Hacker News new | past | comments | ask | show | jobs | submit login
Corecursion and coinduction: how they relate to recursion and induction [pdf] (cam.ac.uk)
67 points by MindGods 11 days ago | hide | past | favorite | 11 comments





> One way to define codata is by corecursion: for example CountFrom(n) = cons(n, CountFrom(n + 1)) defines CountFrom(n) to be the infinite list starting from n:

TXR Lisp:

  1> (defun countfrom (n) (lcons n (countfrom (succ n))))
  countfrom
  2> (take 5 (countfrom 1))
  (1 2 3 4 5)
So that's what I was doing there: codata and corecursion. Who woulda figured?

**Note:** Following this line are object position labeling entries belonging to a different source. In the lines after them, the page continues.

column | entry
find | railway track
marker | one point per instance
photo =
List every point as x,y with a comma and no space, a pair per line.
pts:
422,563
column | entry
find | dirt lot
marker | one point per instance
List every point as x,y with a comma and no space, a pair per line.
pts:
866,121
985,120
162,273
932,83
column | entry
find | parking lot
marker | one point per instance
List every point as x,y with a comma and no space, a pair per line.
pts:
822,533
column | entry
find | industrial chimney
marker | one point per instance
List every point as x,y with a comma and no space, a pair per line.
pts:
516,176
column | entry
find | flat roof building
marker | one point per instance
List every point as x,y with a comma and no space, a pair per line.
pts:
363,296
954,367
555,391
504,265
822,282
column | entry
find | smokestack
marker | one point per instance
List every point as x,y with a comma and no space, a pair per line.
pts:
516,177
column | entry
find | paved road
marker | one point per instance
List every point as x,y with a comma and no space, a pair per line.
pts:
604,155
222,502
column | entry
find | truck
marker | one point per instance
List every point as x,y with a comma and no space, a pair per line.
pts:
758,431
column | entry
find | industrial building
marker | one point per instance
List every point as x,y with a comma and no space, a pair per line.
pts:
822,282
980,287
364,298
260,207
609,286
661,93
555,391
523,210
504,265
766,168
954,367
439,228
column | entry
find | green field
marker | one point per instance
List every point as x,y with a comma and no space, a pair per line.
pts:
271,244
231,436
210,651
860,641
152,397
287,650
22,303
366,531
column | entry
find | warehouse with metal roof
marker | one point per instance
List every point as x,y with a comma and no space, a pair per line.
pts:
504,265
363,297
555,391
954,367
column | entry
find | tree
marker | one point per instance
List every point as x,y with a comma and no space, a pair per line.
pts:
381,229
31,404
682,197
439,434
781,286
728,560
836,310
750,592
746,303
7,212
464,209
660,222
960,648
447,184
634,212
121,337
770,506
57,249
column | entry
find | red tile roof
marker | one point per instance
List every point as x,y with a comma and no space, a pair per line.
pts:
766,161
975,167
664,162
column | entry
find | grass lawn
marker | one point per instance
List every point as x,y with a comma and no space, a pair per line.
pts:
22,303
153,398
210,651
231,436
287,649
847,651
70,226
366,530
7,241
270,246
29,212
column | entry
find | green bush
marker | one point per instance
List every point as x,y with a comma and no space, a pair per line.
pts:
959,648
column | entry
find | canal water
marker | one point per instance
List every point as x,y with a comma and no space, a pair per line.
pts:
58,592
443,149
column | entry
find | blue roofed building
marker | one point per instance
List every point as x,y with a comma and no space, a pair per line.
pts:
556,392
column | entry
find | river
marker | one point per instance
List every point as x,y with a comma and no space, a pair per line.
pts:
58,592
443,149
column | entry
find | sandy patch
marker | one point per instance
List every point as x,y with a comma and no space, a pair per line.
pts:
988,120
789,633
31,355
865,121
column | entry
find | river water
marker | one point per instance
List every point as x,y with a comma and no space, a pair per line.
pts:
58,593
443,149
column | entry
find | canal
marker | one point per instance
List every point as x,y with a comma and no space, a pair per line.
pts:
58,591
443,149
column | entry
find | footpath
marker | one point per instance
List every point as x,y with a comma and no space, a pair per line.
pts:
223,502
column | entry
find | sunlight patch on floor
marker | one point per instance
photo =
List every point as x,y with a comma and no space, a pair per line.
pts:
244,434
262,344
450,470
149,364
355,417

It makes sense to have some terminology, I suppose. The definition of the list is clearly recursive. But the implementation doesn't actually recurse: it's not the case that countfrom calls itself, in spite of superficial appearances. A closure produced inside countfrom is (potentially) invoked, which happens after countfrom has terminated. If that happens, that closure then calls countfrom.

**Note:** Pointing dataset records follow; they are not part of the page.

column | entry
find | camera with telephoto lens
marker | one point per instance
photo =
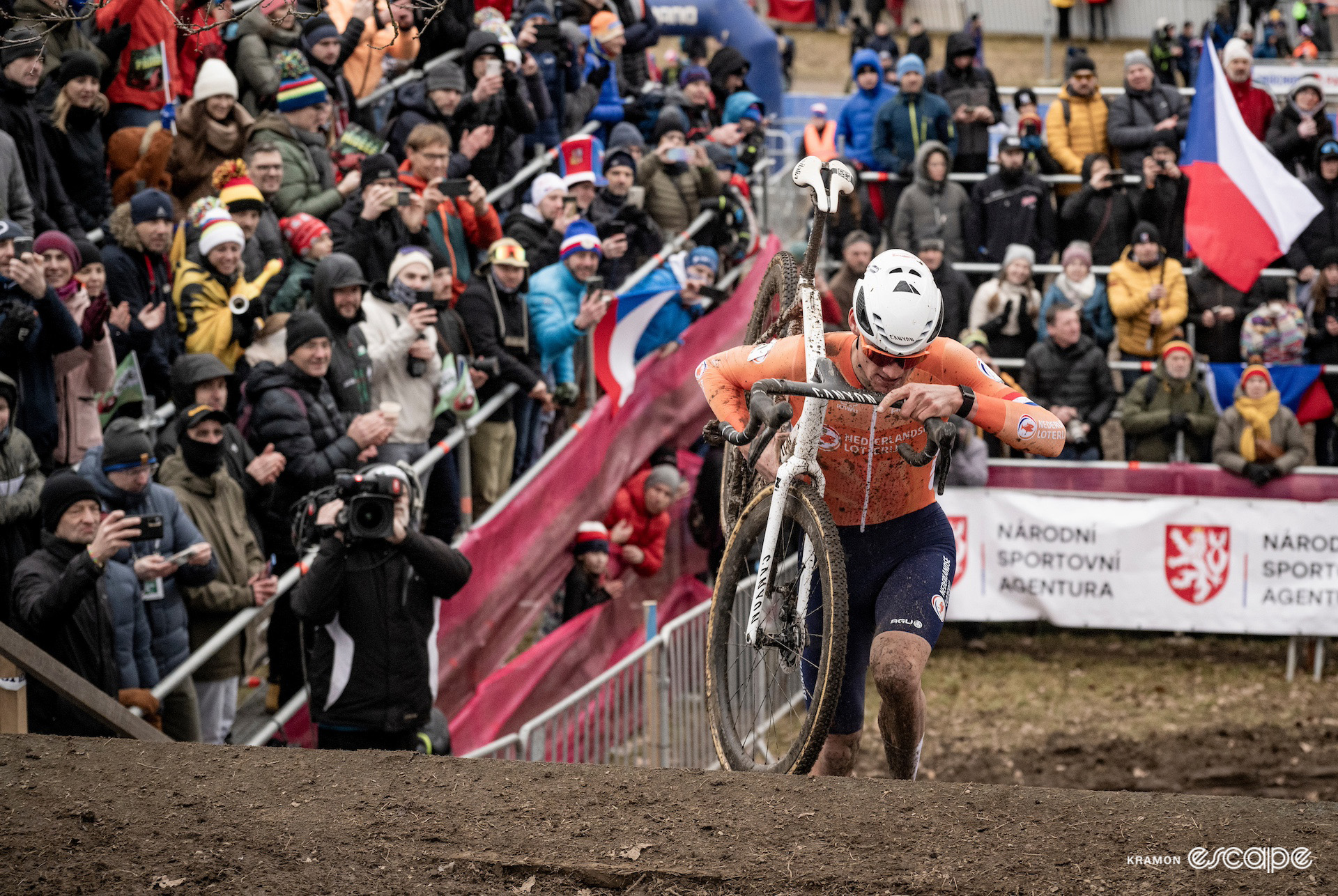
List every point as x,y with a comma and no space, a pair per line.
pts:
368,504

Another way to look at countfrom is that you have built--manually, as opposed to using any special syntax in your compiler--a "generator" for the sequence using a "coroutine". Had you written it in a language with support for typing the generator with syntax for coroutines, it would have looked directly recursive... but it wouldn't have been, as the implementation of that coroutine as expressed using normal routines would have had this property of storing thunks that are actually being called iteratively by the consumer. It thereby makes sense that the co-routine (which is sitting at a higher level to the routines which are used to implement it), being not a normal routine, doesn't have normal recursion: it instead has co-recursion. (Now, what is amazing to me, is that I open this document and not once does it even use the word "coroutine", even though all of this terminology makes a lot more sense if you are willing to do so ;P.)

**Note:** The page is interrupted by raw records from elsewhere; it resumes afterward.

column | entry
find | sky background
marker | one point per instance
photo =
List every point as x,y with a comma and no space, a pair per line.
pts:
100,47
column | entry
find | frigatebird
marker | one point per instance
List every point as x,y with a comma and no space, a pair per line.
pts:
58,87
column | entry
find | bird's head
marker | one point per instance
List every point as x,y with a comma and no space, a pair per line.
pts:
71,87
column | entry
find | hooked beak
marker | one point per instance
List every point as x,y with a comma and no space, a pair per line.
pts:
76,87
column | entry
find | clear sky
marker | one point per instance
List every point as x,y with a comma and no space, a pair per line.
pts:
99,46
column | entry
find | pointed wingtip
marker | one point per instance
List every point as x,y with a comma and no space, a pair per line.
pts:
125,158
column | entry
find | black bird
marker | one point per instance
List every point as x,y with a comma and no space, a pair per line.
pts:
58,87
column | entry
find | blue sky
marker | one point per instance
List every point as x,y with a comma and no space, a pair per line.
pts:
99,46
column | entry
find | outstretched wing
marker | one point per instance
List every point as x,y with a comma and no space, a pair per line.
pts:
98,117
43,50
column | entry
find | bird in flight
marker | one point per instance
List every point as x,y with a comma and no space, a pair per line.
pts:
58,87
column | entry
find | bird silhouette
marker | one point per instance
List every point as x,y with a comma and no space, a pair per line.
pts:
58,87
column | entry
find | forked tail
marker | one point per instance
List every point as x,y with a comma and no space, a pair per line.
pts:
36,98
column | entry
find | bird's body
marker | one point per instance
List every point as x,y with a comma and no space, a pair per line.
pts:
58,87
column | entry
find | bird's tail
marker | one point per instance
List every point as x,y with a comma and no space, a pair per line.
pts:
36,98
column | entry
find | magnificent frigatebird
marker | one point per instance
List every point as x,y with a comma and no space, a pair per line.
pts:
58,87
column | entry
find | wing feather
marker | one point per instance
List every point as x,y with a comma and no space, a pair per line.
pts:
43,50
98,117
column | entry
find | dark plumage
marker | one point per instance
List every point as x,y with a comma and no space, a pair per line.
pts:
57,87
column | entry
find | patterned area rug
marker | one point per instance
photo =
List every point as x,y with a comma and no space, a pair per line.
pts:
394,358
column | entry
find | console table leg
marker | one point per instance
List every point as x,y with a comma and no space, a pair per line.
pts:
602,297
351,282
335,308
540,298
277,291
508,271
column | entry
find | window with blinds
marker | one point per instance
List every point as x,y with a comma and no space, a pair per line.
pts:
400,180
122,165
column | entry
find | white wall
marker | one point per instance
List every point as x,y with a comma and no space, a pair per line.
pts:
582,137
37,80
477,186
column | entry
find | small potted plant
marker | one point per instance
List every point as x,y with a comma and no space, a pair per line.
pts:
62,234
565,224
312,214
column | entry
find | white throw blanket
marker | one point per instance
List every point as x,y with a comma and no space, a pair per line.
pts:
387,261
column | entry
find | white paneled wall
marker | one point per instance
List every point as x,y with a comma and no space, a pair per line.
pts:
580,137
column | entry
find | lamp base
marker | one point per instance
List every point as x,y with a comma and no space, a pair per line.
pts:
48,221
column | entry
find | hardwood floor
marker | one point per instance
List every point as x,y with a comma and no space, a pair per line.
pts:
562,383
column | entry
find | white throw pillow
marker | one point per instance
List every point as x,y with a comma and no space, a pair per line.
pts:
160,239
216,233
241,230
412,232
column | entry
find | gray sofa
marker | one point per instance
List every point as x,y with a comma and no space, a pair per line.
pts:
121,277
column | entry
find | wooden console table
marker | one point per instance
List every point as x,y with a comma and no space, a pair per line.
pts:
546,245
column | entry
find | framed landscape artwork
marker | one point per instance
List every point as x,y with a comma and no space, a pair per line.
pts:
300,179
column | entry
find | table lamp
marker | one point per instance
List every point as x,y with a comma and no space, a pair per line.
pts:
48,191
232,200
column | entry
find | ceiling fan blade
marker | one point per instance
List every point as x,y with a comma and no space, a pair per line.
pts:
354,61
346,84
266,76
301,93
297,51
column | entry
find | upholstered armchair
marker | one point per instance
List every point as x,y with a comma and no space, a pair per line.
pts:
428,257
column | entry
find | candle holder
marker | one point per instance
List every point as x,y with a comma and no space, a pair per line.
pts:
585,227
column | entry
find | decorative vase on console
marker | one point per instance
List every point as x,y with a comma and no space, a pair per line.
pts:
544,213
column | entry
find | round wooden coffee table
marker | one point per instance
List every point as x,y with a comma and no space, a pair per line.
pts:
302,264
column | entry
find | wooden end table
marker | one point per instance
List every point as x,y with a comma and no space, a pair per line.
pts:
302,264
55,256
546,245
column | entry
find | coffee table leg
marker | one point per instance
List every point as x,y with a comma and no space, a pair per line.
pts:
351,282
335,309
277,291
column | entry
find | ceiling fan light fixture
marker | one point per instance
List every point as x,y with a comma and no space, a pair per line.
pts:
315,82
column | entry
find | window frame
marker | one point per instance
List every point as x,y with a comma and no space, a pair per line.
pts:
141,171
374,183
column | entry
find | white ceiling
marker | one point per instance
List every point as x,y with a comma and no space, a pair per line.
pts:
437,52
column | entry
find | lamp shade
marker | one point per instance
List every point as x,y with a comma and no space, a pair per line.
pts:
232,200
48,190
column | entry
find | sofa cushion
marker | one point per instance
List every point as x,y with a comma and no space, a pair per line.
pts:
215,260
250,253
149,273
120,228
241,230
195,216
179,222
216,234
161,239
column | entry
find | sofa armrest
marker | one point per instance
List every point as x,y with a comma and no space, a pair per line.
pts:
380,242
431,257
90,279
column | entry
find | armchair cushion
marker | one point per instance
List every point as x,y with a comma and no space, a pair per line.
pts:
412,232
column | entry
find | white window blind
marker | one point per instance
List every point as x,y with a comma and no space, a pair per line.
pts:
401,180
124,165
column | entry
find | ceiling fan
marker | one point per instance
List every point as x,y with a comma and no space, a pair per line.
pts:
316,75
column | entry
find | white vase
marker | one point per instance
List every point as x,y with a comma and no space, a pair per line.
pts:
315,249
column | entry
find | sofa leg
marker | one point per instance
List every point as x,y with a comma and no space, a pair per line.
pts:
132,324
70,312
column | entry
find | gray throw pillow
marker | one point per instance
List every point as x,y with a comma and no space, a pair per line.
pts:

It does look directly recursive

Furthermore, in a lazily evaluated language, we could use the regular cons function, instead of an explicitly lazy lcons version.

No coroutines are used here, only lexical closures.

I changed my mind; lazy semantics plus recursion doesn't give rise to a new kind of recursion.


> No coroutines are used here, only lexical closures.

So first off, I just want to provide some clarity on the language I used, as this statement makes me think I was misunderstood: I appreciate what you typed wasn't "using a coroutine" any more than if you typed a structure and put some functions nearby in a nice and simple pattern you "used a class". I am saying the thing you typed "is" a coroutine, which is very different.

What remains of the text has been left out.